At $t=0$ the cloud is the base Gaussian; as $t\to1$ it tilts and stretches into the target — the matrix exponential delivers this interpolation in closed form.

Recap¶

	matrix-exponential flow	FFJORD (00–01)
flow map	$\exp(Wt)$ (closed form)	numerical ODE solve
log-det	exact $t\,\operatorname{tr}(W)$	trace integral, Hutchinson-estimated
per layer	affine in $x$	universal $f_\theta(t,x)$
Gaussianizes	a Gaussian, exactly	non-Gaussian data too
cost	dense matrix-exp, $O(d^3)$	many ODE steps × probes

The matrix-exponential flow is the linear corner of the continuous-time family: everything is closed-form and exact, the log-det is a one-liner, and it whitens a Gaussian perfectly — but it is affine, so it Gaussianizes only what a linear map can. Treat it as Part 2’s mixer made continuous, to be composed with the nonlinear blocks of Parts 4-5.
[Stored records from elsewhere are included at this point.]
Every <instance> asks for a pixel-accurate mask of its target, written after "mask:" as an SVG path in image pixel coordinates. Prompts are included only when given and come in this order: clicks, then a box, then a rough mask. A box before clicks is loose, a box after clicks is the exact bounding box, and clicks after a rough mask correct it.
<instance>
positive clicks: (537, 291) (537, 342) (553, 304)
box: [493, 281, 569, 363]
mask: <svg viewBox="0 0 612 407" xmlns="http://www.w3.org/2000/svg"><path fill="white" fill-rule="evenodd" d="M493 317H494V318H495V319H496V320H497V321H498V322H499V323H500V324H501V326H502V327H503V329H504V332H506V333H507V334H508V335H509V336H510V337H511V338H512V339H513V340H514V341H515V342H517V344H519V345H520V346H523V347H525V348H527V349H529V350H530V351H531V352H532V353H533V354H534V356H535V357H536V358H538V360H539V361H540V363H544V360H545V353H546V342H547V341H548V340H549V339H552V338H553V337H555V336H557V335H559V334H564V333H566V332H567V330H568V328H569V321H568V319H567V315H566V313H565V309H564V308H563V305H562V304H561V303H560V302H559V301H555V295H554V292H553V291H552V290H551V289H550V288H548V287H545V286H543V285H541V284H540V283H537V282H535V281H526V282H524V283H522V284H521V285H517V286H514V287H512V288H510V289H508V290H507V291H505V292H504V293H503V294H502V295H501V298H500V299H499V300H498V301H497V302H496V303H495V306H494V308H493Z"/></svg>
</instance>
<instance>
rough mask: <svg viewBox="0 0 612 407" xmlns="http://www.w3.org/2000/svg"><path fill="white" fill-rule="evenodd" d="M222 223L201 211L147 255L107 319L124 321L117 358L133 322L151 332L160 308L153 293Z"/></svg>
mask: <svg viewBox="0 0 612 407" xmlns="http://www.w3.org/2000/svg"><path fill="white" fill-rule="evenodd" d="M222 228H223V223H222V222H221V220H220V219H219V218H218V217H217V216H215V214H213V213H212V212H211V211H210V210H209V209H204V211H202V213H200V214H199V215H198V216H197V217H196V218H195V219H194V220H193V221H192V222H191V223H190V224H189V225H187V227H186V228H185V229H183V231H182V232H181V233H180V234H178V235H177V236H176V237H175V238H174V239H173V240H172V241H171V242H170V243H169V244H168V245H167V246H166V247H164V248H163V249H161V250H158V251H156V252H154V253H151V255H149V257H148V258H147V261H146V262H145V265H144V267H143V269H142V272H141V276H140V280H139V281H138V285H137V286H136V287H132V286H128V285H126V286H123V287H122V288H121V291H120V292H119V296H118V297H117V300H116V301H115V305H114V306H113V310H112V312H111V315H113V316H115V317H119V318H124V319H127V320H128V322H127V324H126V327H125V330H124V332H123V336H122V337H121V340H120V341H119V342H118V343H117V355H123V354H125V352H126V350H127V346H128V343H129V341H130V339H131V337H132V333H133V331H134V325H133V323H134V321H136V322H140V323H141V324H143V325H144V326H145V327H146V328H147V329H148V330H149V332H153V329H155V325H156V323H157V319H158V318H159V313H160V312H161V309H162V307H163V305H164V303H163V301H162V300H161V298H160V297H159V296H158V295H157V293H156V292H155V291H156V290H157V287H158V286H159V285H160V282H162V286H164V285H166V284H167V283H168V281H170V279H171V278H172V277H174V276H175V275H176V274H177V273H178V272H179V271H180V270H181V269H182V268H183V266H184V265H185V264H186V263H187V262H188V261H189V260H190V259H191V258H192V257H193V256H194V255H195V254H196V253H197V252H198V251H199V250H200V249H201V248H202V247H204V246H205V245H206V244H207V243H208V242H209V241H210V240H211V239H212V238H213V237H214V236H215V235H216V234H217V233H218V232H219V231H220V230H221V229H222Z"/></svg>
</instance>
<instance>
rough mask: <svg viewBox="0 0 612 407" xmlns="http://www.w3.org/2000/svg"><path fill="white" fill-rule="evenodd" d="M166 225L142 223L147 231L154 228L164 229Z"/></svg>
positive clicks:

Next up. 03 — Latent ODE on spirals closes Part 6 by moving the dynamics into a latent space: encode, run an ODE on the latent state, decode — Gaussianization on the latent $z(0)$ — which is also the bridge to irregular time-series in Part 11.

References¶

Biloš, M., Sommer, J., Rangapuram, S. S., Januschowski, T., & Günnemann, S. (2021). Neural Flows: Efficient Alternative to Neural ODEs. Advances in Neural Information Processing Systems (NeurIPS).
Kidger, P. (2021). On Neural Differential Equations [Phdthesis]. University of Oxford.